From the beginning, we are told in Scripture that human beings are created in God's image. The Hebrew word there for "image" is tzelem, closely related in its semantic origin to the modern Hebrew word for photograph. In Hebrew, the words are almost identical. When God creates human beings, God creates them as a photograph of who God is, God's signature representation, the "image" of what God is like. And this is not so for just one person or just one type of person but for "them," for male and female together, for all people in the human community, not in isolation, but together. One person doesn't provide the picture. All people together are the image, the photograph, of the God of creation.
(A quick word on incarnation: incarnation, too, is scandalous. For whereas God is imaged in the whole human family, in the incarnation the human family--its "objective" identity--is imaged in the subjective particularity of one person, Jesus of Nazareth--God with us.)
So the Imago Dei, the idea that human beings are the photograph of God, is truly a theological and philosophical challenge because of the reality, the impossible possibility, of sin. But that's just the first challenge. There is a second, and perhaps even more personal, challenge presented in this bold biblical claim.

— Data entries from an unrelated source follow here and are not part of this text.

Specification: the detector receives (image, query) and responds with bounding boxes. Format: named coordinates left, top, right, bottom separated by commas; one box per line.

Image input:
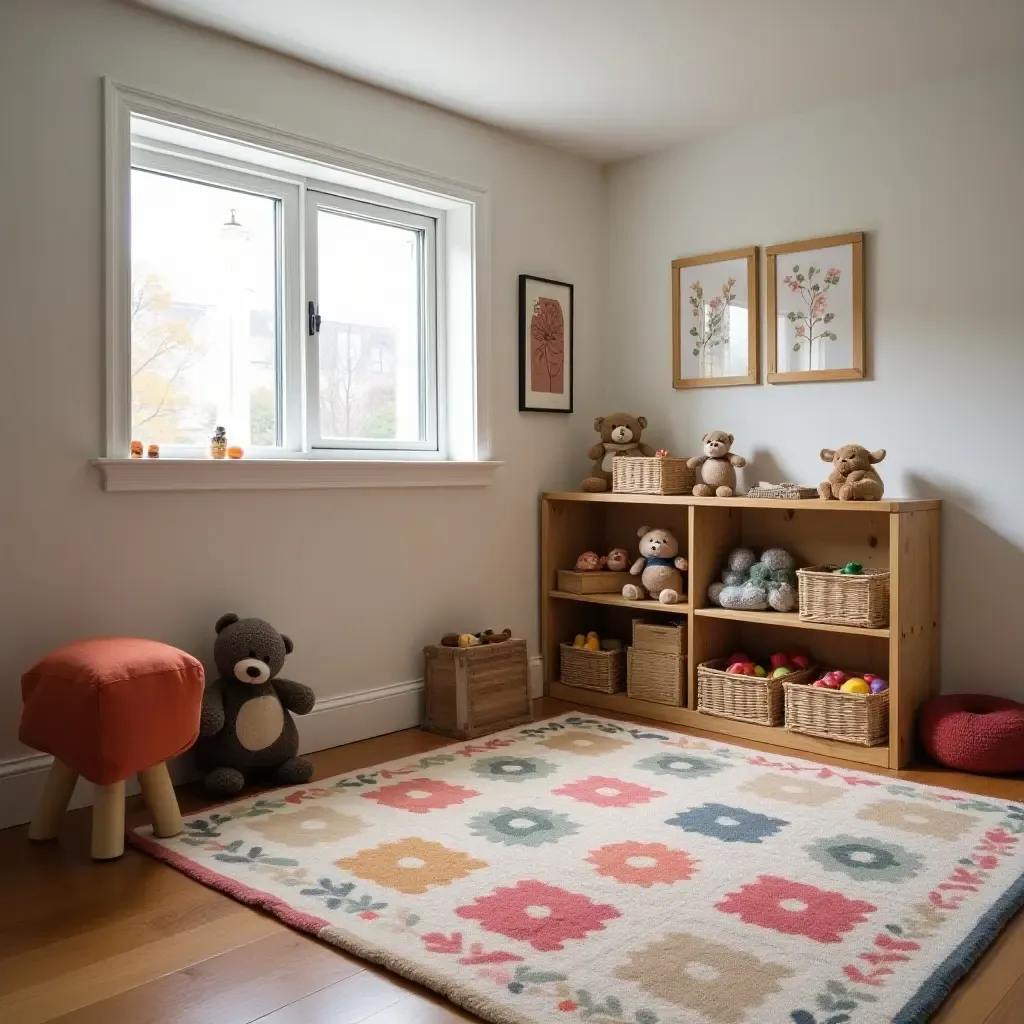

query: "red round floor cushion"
left=919, top=694, right=1024, bottom=775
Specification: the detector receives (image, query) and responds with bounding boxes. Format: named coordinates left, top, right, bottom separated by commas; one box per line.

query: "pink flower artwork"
left=552, top=775, right=665, bottom=808
left=361, top=778, right=480, bottom=814
left=456, top=879, right=620, bottom=951
left=530, top=297, right=565, bottom=395
left=783, top=263, right=841, bottom=366
left=716, top=874, right=875, bottom=943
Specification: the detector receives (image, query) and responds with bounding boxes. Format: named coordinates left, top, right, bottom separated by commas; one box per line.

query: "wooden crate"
left=557, top=569, right=632, bottom=594
left=628, top=648, right=686, bottom=706
left=423, top=639, right=531, bottom=740
left=633, top=620, right=687, bottom=656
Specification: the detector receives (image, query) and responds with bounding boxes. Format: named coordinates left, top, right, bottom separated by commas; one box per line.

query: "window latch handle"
left=308, top=300, right=322, bottom=336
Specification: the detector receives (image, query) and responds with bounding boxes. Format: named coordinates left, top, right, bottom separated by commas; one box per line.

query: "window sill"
left=91, top=458, right=502, bottom=492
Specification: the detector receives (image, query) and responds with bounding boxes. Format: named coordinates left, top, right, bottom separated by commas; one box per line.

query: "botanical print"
left=782, top=263, right=840, bottom=370
left=134, top=714, right=1024, bottom=1024
left=687, top=276, right=736, bottom=378
left=529, top=298, right=565, bottom=395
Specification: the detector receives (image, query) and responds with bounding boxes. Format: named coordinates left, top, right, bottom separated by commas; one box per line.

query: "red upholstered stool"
left=20, top=638, right=204, bottom=859
left=919, top=694, right=1024, bottom=776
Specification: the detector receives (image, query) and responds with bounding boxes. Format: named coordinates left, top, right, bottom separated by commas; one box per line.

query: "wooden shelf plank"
left=693, top=607, right=890, bottom=637
left=542, top=492, right=939, bottom=513
left=549, top=590, right=690, bottom=614
left=548, top=682, right=890, bottom=767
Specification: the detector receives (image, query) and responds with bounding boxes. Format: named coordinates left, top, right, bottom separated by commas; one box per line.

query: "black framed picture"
left=518, top=274, right=573, bottom=413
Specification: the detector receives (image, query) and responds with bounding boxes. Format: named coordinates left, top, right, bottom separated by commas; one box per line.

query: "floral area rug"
left=130, top=714, right=1024, bottom=1024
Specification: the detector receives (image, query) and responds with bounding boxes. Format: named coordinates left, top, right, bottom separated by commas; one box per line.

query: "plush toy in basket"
left=818, top=445, right=886, bottom=501
left=707, top=547, right=798, bottom=612
left=581, top=412, right=654, bottom=493
left=622, top=526, right=688, bottom=604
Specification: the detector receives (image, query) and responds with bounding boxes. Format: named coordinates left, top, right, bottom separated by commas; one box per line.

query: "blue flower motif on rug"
left=805, top=834, right=924, bottom=883
left=471, top=756, right=558, bottom=783
left=468, top=806, right=581, bottom=847
left=635, top=753, right=728, bottom=780
left=667, top=802, right=789, bottom=843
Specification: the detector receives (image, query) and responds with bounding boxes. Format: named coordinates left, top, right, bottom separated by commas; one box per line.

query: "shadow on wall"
left=741, top=448, right=789, bottom=494
left=906, top=474, right=1023, bottom=700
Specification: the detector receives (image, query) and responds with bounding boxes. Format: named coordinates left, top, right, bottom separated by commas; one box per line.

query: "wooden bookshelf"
left=540, top=492, right=940, bottom=769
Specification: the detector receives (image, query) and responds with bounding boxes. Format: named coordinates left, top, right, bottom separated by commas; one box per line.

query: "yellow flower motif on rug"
left=857, top=799, right=980, bottom=841
left=337, top=837, right=488, bottom=895
left=535, top=730, right=631, bottom=756
left=249, top=805, right=366, bottom=847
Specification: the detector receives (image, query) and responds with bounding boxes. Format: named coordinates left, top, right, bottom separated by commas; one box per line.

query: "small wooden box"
left=632, top=620, right=687, bottom=656
left=423, top=639, right=531, bottom=740
left=557, top=569, right=632, bottom=594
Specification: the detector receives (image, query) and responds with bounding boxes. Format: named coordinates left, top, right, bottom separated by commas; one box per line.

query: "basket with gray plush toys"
left=707, top=547, right=799, bottom=612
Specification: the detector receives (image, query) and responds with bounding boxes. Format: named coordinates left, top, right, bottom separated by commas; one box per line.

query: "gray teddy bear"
left=708, top=547, right=798, bottom=612
left=193, top=614, right=316, bottom=797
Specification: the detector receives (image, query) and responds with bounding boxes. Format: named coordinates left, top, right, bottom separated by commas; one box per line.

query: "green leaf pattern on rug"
left=299, top=876, right=388, bottom=914
left=211, top=840, right=299, bottom=867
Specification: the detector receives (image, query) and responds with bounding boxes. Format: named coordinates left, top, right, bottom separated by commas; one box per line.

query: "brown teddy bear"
left=581, top=412, right=655, bottom=492
left=818, top=445, right=886, bottom=501
left=686, top=431, right=746, bottom=497
left=622, top=526, right=688, bottom=604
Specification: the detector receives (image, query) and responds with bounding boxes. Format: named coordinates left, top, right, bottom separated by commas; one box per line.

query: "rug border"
left=128, top=711, right=1024, bottom=1024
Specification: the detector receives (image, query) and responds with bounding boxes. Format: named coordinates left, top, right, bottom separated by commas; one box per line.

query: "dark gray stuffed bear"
left=194, top=614, right=316, bottom=797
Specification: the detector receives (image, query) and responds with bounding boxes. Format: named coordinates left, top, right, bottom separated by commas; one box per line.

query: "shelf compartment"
left=694, top=607, right=889, bottom=637
left=548, top=682, right=890, bottom=767
left=550, top=590, right=690, bottom=614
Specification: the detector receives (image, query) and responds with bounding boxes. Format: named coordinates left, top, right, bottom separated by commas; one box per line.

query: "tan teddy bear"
left=581, top=412, right=655, bottom=492
left=818, top=445, right=886, bottom=501
left=622, top=526, right=688, bottom=604
left=686, top=431, right=746, bottom=497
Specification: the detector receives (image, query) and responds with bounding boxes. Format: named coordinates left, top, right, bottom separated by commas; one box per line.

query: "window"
left=105, top=83, right=488, bottom=468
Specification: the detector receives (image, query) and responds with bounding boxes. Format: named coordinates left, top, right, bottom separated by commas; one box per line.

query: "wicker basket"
left=785, top=682, right=889, bottom=746
left=627, top=649, right=686, bottom=706
left=560, top=643, right=625, bottom=693
left=632, top=620, right=687, bottom=656
left=697, top=659, right=817, bottom=726
left=613, top=457, right=694, bottom=495
left=746, top=483, right=820, bottom=500
left=797, top=565, right=890, bottom=628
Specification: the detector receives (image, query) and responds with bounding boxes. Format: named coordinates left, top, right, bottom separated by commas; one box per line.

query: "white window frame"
left=101, top=80, right=493, bottom=487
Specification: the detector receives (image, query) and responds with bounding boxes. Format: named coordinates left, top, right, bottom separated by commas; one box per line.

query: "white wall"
left=607, top=66, right=1024, bottom=697
left=0, top=0, right=606, bottom=787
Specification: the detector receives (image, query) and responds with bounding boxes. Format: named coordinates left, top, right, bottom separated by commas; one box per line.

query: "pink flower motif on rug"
left=587, top=841, right=698, bottom=887
left=716, top=874, right=876, bottom=943
left=361, top=777, right=479, bottom=814
left=552, top=775, right=665, bottom=808
left=456, top=879, right=621, bottom=951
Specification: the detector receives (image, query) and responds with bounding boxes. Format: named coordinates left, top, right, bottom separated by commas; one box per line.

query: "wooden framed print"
left=767, top=231, right=864, bottom=384
left=672, top=246, right=759, bottom=388
left=518, top=274, right=573, bottom=412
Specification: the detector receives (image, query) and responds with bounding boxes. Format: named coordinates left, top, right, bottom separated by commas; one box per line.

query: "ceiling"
left=135, top=0, right=1024, bottom=162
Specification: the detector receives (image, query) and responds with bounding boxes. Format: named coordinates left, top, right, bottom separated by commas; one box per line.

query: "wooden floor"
left=2, top=697, right=1023, bottom=1024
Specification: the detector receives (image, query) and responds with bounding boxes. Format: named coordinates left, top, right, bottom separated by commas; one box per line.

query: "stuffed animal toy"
left=687, top=431, right=746, bottom=497
left=194, top=614, right=316, bottom=797
left=575, top=551, right=607, bottom=571
left=605, top=547, right=631, bottom=571
left=818, top=445, right=886, bottom=501
left=708, top=547, right=798, bottom=612
left=582, top=412, right=655, bottom=492
left=622, top=526, right=688, bottom=604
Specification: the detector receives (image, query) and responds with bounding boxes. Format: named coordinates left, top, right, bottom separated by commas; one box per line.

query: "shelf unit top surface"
left=543, top=492, right=939, bottom=513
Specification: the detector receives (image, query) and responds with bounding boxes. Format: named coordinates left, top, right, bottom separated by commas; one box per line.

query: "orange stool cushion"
left=20, top=638, right=205, bottom=785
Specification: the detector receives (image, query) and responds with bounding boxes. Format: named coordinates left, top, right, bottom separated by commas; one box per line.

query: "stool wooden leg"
left=28, top=758, right=78, bottom=842
left=138, top=762, right=182, bottom=838
left=91, top=780, right=125, bottom=860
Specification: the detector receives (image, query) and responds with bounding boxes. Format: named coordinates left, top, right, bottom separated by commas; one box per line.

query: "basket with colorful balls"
left=811, top=669, right=889, bottom=694
left=724, top=651, right=812, bottom=679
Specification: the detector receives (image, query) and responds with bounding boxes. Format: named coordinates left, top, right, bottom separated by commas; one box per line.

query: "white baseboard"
left=0, top=655, right=543, bottom=831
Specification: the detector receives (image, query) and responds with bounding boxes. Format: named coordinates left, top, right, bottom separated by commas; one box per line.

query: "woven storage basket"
left=613, top=457, right=694, bottom=495
left=784, top=682, right=889, bottom=746
left=697, top=659, right=817, bottom=726
left=560, top=644, right=625, bottom=694
left=627, top=648, right=686, bottom=706
left=797, top=565, right=890, bottom=628
left=632, top=620, right=687, bottom=656
left=746, top=483, right=820, bottom=500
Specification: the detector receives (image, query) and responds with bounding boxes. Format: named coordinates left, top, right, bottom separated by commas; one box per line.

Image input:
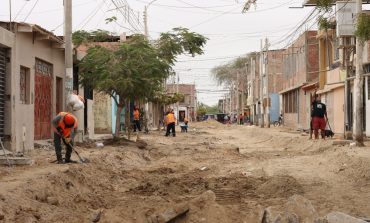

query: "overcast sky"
left=1, top=0, right=321, bottom=105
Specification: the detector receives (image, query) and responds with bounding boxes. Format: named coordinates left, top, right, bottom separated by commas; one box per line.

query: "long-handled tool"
left=67, top=142, right=89, bottom=163
left=62, top=137, right=89, bottom=163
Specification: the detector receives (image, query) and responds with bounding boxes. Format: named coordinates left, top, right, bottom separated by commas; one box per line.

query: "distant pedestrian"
left=133, top=106, right=141, bottom=132
left=180, top=117, right=189, bottom=133
left=311, top=96, right=328, bottom=139
left=239, top=113, right=244, bottom=125
left=165, top=109, right=176, bottom=137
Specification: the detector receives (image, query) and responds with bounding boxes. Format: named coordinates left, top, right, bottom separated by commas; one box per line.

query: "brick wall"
left=267, top=49, right=284, bottom=93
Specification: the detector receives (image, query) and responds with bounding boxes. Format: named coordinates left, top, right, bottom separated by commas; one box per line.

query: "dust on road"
left=0, top=120, right=370, bottom=222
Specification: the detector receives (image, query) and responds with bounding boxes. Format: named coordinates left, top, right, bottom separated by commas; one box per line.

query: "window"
left=284, top=90, right=298, bottom=113
left=35, top=59, right=52, bottom=76
left=20, top=66, right=30, bottom=104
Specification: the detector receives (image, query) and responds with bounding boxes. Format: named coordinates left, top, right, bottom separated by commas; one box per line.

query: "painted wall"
left=270, top=93, right=280, bottom=122
left=332, top=87, right=345, bottom=134
left=93, top=91, right=112, bottom=134
left=0, top=26, right=65, bottom=152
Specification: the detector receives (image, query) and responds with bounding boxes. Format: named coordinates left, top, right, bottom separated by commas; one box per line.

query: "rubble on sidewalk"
left=259, top=195, right=367, bottom=223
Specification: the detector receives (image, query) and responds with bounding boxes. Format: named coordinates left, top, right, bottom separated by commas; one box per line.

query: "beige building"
left=0, top=22, right=65, bottom=152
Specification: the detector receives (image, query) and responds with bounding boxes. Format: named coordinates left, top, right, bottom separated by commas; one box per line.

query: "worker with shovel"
left=52, top=112, right=78, bottom=164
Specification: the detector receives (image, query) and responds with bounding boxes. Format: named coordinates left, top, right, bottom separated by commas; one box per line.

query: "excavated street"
left=0, top=121, right=370, bottom=222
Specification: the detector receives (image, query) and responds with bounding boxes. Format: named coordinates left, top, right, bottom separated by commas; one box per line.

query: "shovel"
left=63, top=137, right=89, bottom=163
left=69, top=143, right=89, bottom=163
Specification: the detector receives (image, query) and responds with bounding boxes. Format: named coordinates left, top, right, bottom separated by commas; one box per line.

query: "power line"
left=23, top=0, right=40, bottom=22
left=13, top=1, right=28, bottom=21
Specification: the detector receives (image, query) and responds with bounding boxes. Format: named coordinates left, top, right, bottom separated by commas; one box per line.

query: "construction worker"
left=52, top=112, right=78, bottom=164
left=165, top=109, right=176, bottom=137
left=133, top=106, right=141, bottom=132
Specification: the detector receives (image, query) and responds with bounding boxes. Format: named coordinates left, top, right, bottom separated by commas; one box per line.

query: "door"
left=34, top=59, right=53, bottom=140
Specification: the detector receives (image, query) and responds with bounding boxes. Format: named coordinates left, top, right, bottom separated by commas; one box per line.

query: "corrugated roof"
left=317, top=83, right=344, bottom=94
left=279, top=84, right=304, bottom=94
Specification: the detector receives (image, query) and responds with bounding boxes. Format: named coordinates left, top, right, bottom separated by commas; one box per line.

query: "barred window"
left=20, top=66, right=30, bottom=104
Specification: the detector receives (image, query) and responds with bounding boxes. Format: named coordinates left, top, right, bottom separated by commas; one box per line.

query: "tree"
left=77, top=28, right=207, bottom=137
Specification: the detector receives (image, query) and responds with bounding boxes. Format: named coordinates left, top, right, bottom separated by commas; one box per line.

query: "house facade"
left=0, top=22, right=65, bottom=152
left=280, top=31, right=320, bottom=130
left=166, top=84, right=197, bottom=122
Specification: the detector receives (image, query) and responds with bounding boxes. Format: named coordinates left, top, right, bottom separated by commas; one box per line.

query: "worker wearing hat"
left=52, top=112, right=78, bottom=164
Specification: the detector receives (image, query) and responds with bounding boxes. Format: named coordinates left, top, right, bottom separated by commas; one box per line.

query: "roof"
left=279, top=84, right=304, bottom=94
left=301, top=82, right=319, bottom=90
left=0, top=21, right=63, bottom=44
left=303, top=0, right=370, bottom=6
left=317, top=83, right=344, bottom=94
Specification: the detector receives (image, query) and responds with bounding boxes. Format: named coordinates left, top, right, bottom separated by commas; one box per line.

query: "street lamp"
left=144, top=0, right=159, bottom=37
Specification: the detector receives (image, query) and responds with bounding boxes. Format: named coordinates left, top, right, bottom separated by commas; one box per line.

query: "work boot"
left=65, top=159, right=78, bottom=164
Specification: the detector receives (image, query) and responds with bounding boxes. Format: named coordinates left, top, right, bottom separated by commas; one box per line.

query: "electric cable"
left=23, top=0, right=39, bottom=22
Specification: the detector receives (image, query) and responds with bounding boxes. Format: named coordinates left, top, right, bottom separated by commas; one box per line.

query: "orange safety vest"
left=166, top=113, right=176, bottom=124
left=133, top=110, right=140, bottom=120
left=55, top=112, right=77, bottom=137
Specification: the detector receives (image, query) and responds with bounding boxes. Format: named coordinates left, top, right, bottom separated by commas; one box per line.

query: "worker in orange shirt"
left=133, top=106, right=141, bottom=132
left=52, top=112, right=78, bottom=164
left=165, top=109, right=176, bottom=137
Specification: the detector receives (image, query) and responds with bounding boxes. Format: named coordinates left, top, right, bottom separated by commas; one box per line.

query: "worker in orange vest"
left=133, top=106, right=141, bottom=132
left=165, top=109, right=176, bottom=137
left=52, top=112, right=78, bottom=164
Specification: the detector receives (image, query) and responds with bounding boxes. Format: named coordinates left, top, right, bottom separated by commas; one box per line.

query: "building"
left=261, top=49, right=285, bottom=125
left=166, top=84, right=197, bottom=122
left=246, top=52, right=261, bottom=125
left=280, top=31, right=320, bottom=130
left=0, top=22, right=65, bottom=152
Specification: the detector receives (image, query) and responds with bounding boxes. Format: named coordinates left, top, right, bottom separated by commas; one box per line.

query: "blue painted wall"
left=270, top=93, right=280, bottom=122
left=112, top=95, right=125, bottom=134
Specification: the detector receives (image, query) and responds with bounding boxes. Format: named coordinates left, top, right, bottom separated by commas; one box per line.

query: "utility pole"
left=176, top=73, right=179, bottom=124
left=237, top=72, right=240, bottom=125
left=353, top=0, right=364, bottom=146
left=260, top=39, right=264, bottom=128
left=64, top=0, right=73, bottom=106
left=265, top=38, right=270, bottom=128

If humankind, the whole human family, is the image of God, then that means I am always called to search for God outside of myself, outside my own notions and the notions of people who look and think just like me. It means that God is imaged in the people I might like to reject, the people of whom I am afraid merely because they're different, the people I may have silenced as voices of God's image. Perhaps there are people whom we have written off and marginalized because of what we perceive to be their sin (and what may very well be their sin). Well, if sin is the dictator, then all people would have to be written off, and yet we are still asked to see people as created in the image of God. Perhaps there are those in whom we've decided not to see the image of God because we don't understand them. Maybe they're undocumented (or "illegal") immigrants, maybe they're communists, maybe they're too rich or too poor, maybe they're too conservative or too liberal, maybe they're gay or transgendered, maybe they're homophobic, maybe they're adherents of another religion, or maybe they've just rejected our religion. The scandal of the Imago Dei is that we must see even those, included in the human family, as the image of the God of creation. You must learn about God, and thus yourself, even from those people. Because even as you write them off, they are loved by God and we can always learn about someone by what they love. The object of one's love is always, in some way, a reflection of them, their image. So we must learn to love, see God, and thus see ourselves even in those with whom we'd rather not associate. The Imago Dei, though it has been used as the opposite, should always be the strongest of theological checks against oppression, violence, and marginalization.
And that brings us to one final thought about human beings being created in God's image. While sin and diversity seem to make this claim all but unintelligible, it is finally proven not by demonstration but by love. Human beings are God's image, finally, not by virtue of their ability or inability to reflect God's character in the human family, but by virtue of their being loved by God. Even when humankind is dark and detestable, they remain the image of God because God remains in love with them. And what God loves always tells us, shows us, something about who God is. We learn about God by seeing what and who God loves. We are created in God's image because God loves us perfectly.